En tiempos agrestes, la lectura abriga. Releyendo el ensayo de Ortega y Gasset “El espectador” (Salvat, 1970), me detuve en el siguiente pasaje: “Cuando no hay alegría el alma se retira a un rincón de nuestro cuerpo y hace de él su cubil”. Qué manera más afinada de referir ese estado del alma al que tantos nos podríamos adscribir hoy. Y lo decía a colación de otro asunto que trataba en el mentado libro: la verdad. Un término abstracto pero aprehensible cuando lo aplicamos a la vida sensible. También teorizaba más adelante, en el mismo volumen, acerca de otro concepto íntimamente ligado al anterior: la sinceridad, a la que presentaba como un área a conquistar, ya que la impostada fraseología la habría desplazado, siendo una “fórmula intelectual que rebasa las líneas de la realidad en ella aludida”.
Por el contrario, para Ortega la mentira sería una fórmula mediante la que se haría de la utilidad la verdad, por lo que, en dicha lógica, la política sería “el imperio de la mentira”.
Lamentaba amargamente Ortega la proliferación de la especie de los hombres no veraces. No me resisto a atraer, íntegro, un pasaje del libro que podría referir la hora actual:
“Sí; congoja de ahogo siento, porque un alma necesita respirar almas afines, y quien ama sobre todo la verdad necesita respirar aire de almas veraces. No he hallado en derredor sino políticos, gentes a quienes no interesa ver el mundo como él es, dispuestos sólo a usar de las cosas como les conviene. Política se hace en las academias y en las escuelas, en el libro de versos y en el libro de historia, en el gesto rígido del hombre moral y en el gesto frívolo del libertino, en el salón de las damas y en la celda del monje. Muy especialmente se hace política en los laboratorios: el químico y el histólogo llevan a sus experimentos un secreto interés electoral” (p. 18).
Un párrafo cuya extensión no desdora su incardinación justo aquí arriba por lo lúcido de las premisas que transporta.
Tras dichas aserciones, Ortega reivindicaba vivamente “la obligación de la verdad”. Clamaba por un “rejuvenecimiento del mundo”, algo que, parándonos siquiera sucintamente a observar la deriva de las sociedades desde entonces hasta hoy, podía ser calificado de entelequia o clamor en desertizados perímetros.
Pero hoy hay gentes, asimismo de nada desdeñable fuste intelectual, que emparentan con los aquí atraídos planteamientos, de desiderativa tonalidad, expuestos por Ortega.
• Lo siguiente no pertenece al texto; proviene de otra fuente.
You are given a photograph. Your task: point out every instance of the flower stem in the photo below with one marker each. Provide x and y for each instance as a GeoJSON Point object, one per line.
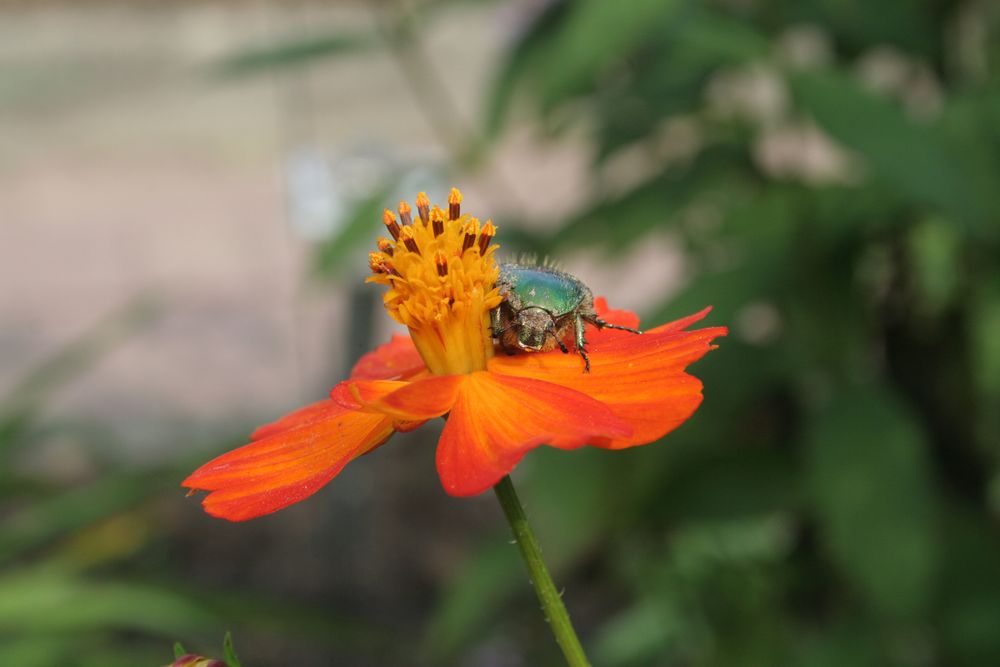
{"type": "Point", "coordinates": [555, 611]}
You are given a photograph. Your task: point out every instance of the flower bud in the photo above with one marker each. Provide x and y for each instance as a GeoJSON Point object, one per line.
{"type": "Point", "coordinates": [196, 661]}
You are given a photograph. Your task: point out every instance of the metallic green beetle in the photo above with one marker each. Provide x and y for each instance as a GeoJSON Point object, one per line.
{"type": "Point", "coordinates": [543, 307]}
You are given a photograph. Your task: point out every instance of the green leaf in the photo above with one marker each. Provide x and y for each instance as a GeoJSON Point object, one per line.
{"type": "Point", "coordinates": [595, 35]}
{"type": "Point", "coordinates": [58, 513]}
{"type": "Point", "coordinates": [914, 159]}
{"type": "Point", "coordinates": [522, 58]}
{"type": "Point", "coordinates": [468, 602]}
{"type": "Point", "coordinates": [359, 227]}
{"type": "Point", "coordinates": [229, 652]}
{"type": "Point", "coordinates": [869, 473]}
{"type": "Point", "coordinates": [46, 600]}
{"type": "Point", "coordinates": [296, 51]}
{"type": "Point", "coordinates": [20, 404]}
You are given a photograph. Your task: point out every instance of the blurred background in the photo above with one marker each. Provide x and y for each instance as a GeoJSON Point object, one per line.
{"type": "Point", "coordinates": [188, 191]}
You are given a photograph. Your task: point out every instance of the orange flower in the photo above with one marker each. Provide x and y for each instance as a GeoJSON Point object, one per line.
{"type": "Point", "coordinates": [442, 277]}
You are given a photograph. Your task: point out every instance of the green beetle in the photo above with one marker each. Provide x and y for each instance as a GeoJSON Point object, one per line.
{"type": "Point", "coordinates": [542, 307]}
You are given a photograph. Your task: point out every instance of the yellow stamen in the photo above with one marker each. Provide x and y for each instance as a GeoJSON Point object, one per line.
{"type": "Point", "coordinates": [437, 221]}
{"type": "Point", "coordinates": [486, 235]}
{"type": "Point", "coordinates": [454, 204]}
{"type": "Point", "coordinates": [471, 230]}
{"type": "Point", "coordinates": [389, 220]}
{"type": "Point", "coordinates": [404, 213]}
{"type": "Point", "coordinates": [442, 286]}
{"type": "Point", "coordinates": [423, 207]}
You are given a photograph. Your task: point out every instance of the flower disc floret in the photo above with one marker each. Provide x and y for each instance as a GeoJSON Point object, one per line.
{"type": "Point", "coordinates": [441, 274]}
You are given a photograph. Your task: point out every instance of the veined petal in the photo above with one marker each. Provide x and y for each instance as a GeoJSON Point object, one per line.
{"type": "Point", "coordinates": [408, 401]}
{"type": "Point", "coordinates": [625, 318]}
{"type": "Point", "coordinates": [394, 360]}
{"type": "Point", "coordinates": [640, 377]}
{"type": "Point", "coordinates": [496, 419]}
{"type": "Point", "coordinates": [302, 417]}
{"type": "Point", "coordinates": [288, 464]}
{"type": "Point", "coordinates": [683, 323]}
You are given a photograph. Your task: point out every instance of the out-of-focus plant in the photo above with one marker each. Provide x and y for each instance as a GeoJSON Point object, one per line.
{"type": "Point", "coordinates": [90, 573]}
{"type": "Point", "coordinates": [829, 169]}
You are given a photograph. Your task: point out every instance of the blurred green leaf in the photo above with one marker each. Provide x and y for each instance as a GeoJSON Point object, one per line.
{"type": "Point", "coordinates": [915, 159]}
{"type": "Point", "coordinates": [594, 35]}
{"type": "Point", "coordinates": [637, 635]}
{"type": "Point", "coordinates": [46, 600]}
{"type": "Point", "coordinates": [229, 653]}
{"type": "Point", "coordinates": [869, 473]}
{"type": "Point", "coordinates": [68, 510]}
{"type": "Point", "coordinates": [358, 227]}
{"type": "Point", "coordinates": [970, 605]}
{"type": "Point", "coordinates": [21, 403]}
{"type": "Point", "coordinates": [297, 51]}
{"type": "Point", "coordinates": [519, 60]}
{"type": "Point", "coordinates": [484, 582]}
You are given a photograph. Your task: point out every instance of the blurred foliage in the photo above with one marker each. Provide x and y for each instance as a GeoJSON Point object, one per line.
{"type": "Point", "coordinates": [835, 500]}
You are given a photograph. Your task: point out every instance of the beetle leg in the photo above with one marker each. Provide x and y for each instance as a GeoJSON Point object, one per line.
{"type": "Point", "coordinates": [581, 342]}
{"type": "Point", "coordinates": [601, 324]}
{"type": "Point", "coordinates": [553, 331]}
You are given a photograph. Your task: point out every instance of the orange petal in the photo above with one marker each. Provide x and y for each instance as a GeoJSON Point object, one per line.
{"type": "Point", "coordinates": [394, 360]}
{"type": "Point", "coordinates": [640, 377]}
{"type": "Point", "coordinates": [625, 318]}
{"type": "Point", "coordinates": [288, 464]}
{"type": "Point", "coordinates": [497, 418]}
{"type": "Point", "coordinates": [683, 323]}
{"type": "Point", "coordinates": [301, 417]}
{"type": "Point", "coordinates": [359, 395]}
{"type": "Point", "coordinates": [419, 400]}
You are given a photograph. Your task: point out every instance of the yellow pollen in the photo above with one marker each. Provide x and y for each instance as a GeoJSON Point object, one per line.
{"type": "Point", "coordinates": [441, 284]}
{"type": "Point", "coordinates": [437, 221]}
{"type": "Point", "coordinates": [389, 220]}
{"type": "Point", "coordinates": [485, 236]}
{"type": "Point", "coordinates": [404, 213]}
{"type": "Point", "coordinates": [407, 237]}
{"type": "Point", "coordinates": [423, 207]}
{"type": "Point", "coordinates": [470, 230]}
{"type": "Point", "coordinates": [454, 204]}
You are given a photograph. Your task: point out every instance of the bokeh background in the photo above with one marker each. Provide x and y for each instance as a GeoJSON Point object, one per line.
{"type": "Point", "coordinates": [188, 191]}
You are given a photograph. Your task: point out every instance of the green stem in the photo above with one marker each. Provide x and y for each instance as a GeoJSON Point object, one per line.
{"type": "Point", "coordinates": [555, 611]}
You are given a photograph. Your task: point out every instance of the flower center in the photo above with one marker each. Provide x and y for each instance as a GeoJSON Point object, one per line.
{"type": "Point", "coordinates": [442, 279]}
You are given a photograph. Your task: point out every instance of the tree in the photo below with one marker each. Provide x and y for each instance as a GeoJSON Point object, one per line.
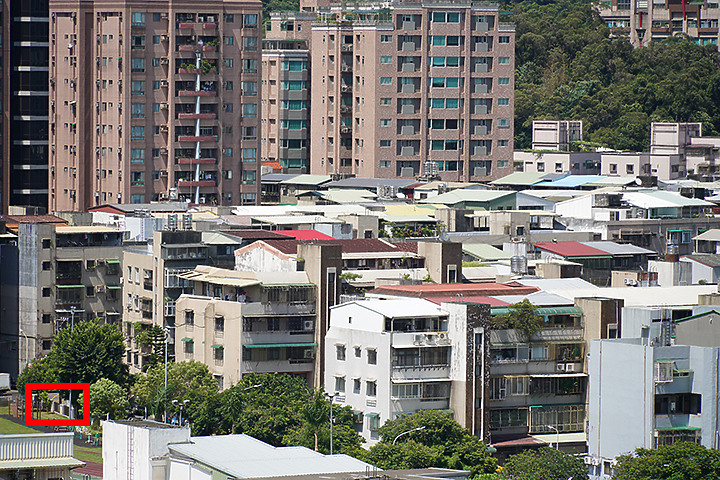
{"type": "Point", "coordinates": [189, 380]}
{"type": "Point", "coordinates": [684, 460]}
{"type": "Point", "coordinates": [544, 464]}
{"type": "Point", "coordinates": [522, 316]}
{"type": "Point", "coordinates": [85, 354]}
{"type": "Point", "coordinates": [107, 400]}
{"type": "Point", "coordinates": [433, 437]}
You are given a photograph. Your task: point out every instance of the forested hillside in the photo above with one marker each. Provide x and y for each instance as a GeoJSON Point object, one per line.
{"type": "Point", "coordinates": [569, 67]}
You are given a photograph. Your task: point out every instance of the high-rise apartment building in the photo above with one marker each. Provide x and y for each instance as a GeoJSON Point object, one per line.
{"type": "Point", "coordinates": [153, 101]}
{"type": "Point", "coordinates": [25, 105]}
{"type": "Point", "coordinates": [646, 21]}
{"type": "Point", "coordinates": [405, 90]}
{"type": "Point", "coordinates": [286, 91]}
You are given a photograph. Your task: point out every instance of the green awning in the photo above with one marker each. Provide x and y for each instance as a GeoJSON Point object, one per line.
{"type": "Point", "coordinates": [666, 429]}
{"type": "Point", "coordinates": [574, 311]}
{"type": "Point", "coordinates": [276, 345]}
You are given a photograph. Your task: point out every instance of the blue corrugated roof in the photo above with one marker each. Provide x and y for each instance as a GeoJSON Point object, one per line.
{"type": "Point", "coordinates": [571, 181]}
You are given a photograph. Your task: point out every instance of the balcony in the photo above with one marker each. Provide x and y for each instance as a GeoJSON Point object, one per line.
{"type": "Point", "coordinates": [197, 183]}
{"type": "Point", "coordinates": [197, 93]}
{"type": "Point", "coordinates": [193, 138]}
{"type": "Point", "coordinates": [194, 161]}
{"type": "Point", "coordinates": [420, 339]}
{"type": "Point", "coordinates": [196, 116]}
{"type": "Point", "coordinates": [252, 309]}
{"type": "Point", "coordinates": [429, 372]}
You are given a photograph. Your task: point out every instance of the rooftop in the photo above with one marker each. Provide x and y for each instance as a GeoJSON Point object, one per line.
{"type": "Point", "coordinates": [242, 456]}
Me refiero concretamente al también filósofo José Luis Pardo, quien, curiosamente, conectaba, en cierto modo, con los planteamientos orteguianos aquí manejados. Lo hacía en un artículo titulado “En defensa de la esfera pública” (“El País”, 21-4-2020, p. 9). Reflexionaba Pardo acerca de por qué no habrían de ser excluyentes la pertenencia, en la esfera privada, a un determinado ámbito de responsabilidad o de poder, donde habría una obligación debida, para, por otra parte, en el ámbito público (el de la sociedad civil) poder ejercer la crítica razonable y constructiva de dichos espacios de poder. Esto es: no desobedecer, pero sí criticar desde la independencia. Y continuaba Pardo señalando cómo se ha ido enrareciendo la esfera pública cuando de poder manifestar la libertad de pensamiento se trata, toda vez que los “entramados de poder” invadirían dicha esfera, tratando de imponer sus lógicas, no quedando espacio para la expresión del libre pensamiento. La crítica comportaría estigmatización.
En vez de analizar asépticamente lo que ocurre en la esfera pública en pos de, desde la sociedad civil, tratar de reconducir las lacras que nos atenazan, se acostumbra a partir de premisas tasadas y envilecidas, entrándose en un estéril enfrentamiento que, al fin, no beneficiaría a nadie. El sectarismo lo invadiría todo: “la esfera pública está llena de vergonzosas disputas entre intereses particulares, que obscenamente se anteponen al interés público”, apuntaba Pardo, quien continuaba afirmando que se extiende una peligrosa deriva en la que la ciudadanía parece preferir ser tutelada, entrando, de esa manera, “en el carnaval de las identidades enfrentadas”. Y, así las cosas, el más vilipendiado acaba siendo, ay, el librepensador.
Si Ortega, controvertido librepensador, se hubiera topado con la apoteosis de lo “fake” en plena era de la “posverdad” hubiera sentido una “congoja de ahogo” irreversible, me atrevería a decir.